Thursday, December 18, 2008

Week 21

I know, I know, I'm a day late! Truth is, I spent quite a few hours yesterday talking with a young mom who's unborn baby will be coming into the world and need heart surgery in just a few days. As I talked with her, I relived all I had been through with Kaden. I had the opportunity to talk with her about God, and how no matter what our circumstance, His plan is divine and He is in control. God has given me such an avenue to witness to families at such a vulnerable time in their lives. A chance to talk about His love for them, and that He cares, not only for their child's physical heart, but spiritual one as well. The look on the mother's face when I told her, "I wouldn't change that Kaden had heart surgery" said more than any words could. She was appalled that I would even suggest I was ok with it. But as I continued, I watched her face change and saw she understood, if it weren't for Kaden's surgery, SHE would be alone. God brought me to her nearly two years to the day after we found out about Kaden's heart. She understood, praise God. She could see how something so terrible could be made into something so amazing!

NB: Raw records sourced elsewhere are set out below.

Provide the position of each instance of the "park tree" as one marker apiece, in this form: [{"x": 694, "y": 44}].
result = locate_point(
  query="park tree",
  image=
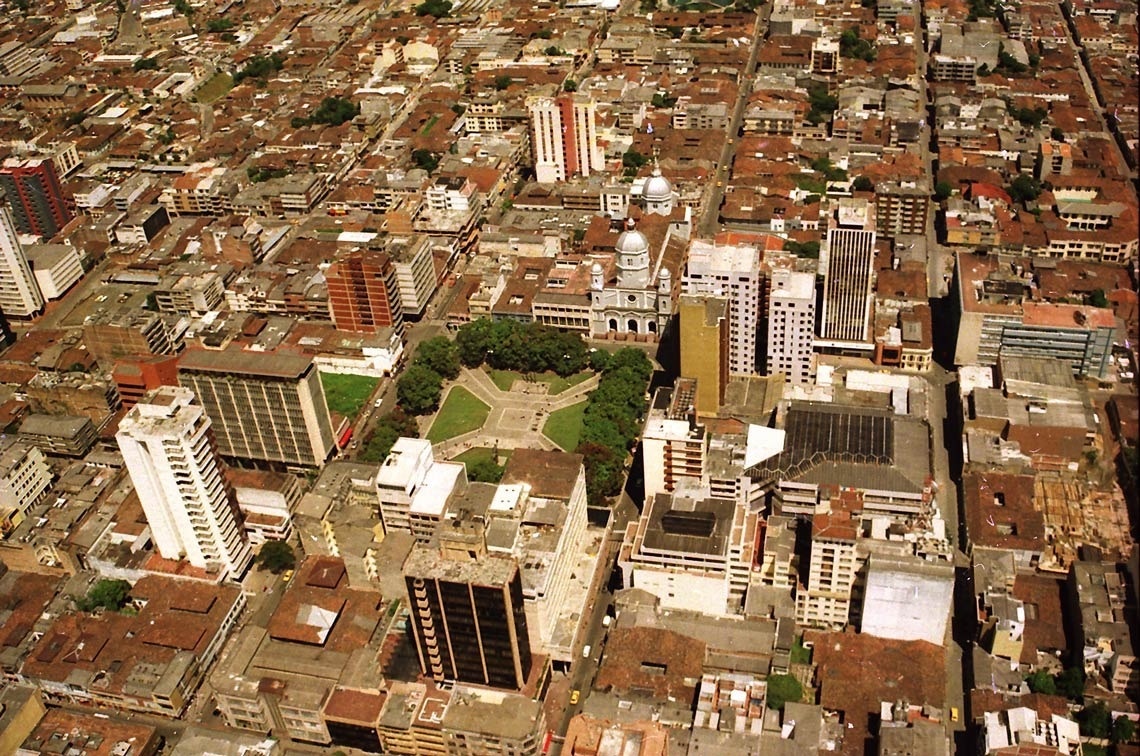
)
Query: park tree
[
  {"x": 276, "y": 557},
  {"x": 472, "y": 342},
  {"x": 1071, "y": 683},
  {"x": 440, "y": 355},
  {"x": 105, "y": 594},
  {"x": 389, "y": 429},
  {"x": 1042, "y": 682},
  {"x": 418, "y": 390},
  {"x": 1094, "y": 721},
  {"x": 783, "y": 689},
  {"x": 1124, "y": 730}
]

Our words aren't adequate enough to describe our loving, faithful, enduring Father. I cannot fathom a word great enough to encompass all He is to us, to me!! Praise you Father God, with uplifed hands and a renewed heart for the work you have given me!!! Thank you Father for allowing me to have Kaden, and showing me, beyond any doubt, You control the universe, and hold all things in Your hands! Glory, praise, and honor are Yours!

Praise be to the Lord, the God of Israel, because he has come and has redeemed his people. He has raised up a horn of salvation for us in the house of his servant David (as he said through his holy prophets of long ago) Luke 1:69

1 comment:

Dee said...

Isn't He grand?????? He does, He holds it all! NOTHING in my life would I change! NOTHING! It all had a purpose and was part of His great plan. At the time, I would cry out in pain, anguish or anger and wonder WHY???? But today, I know that I am who I am and my faith is what it is because of those struggles, big or small!

You are AMAZING!!!!!!!! :) I love ya!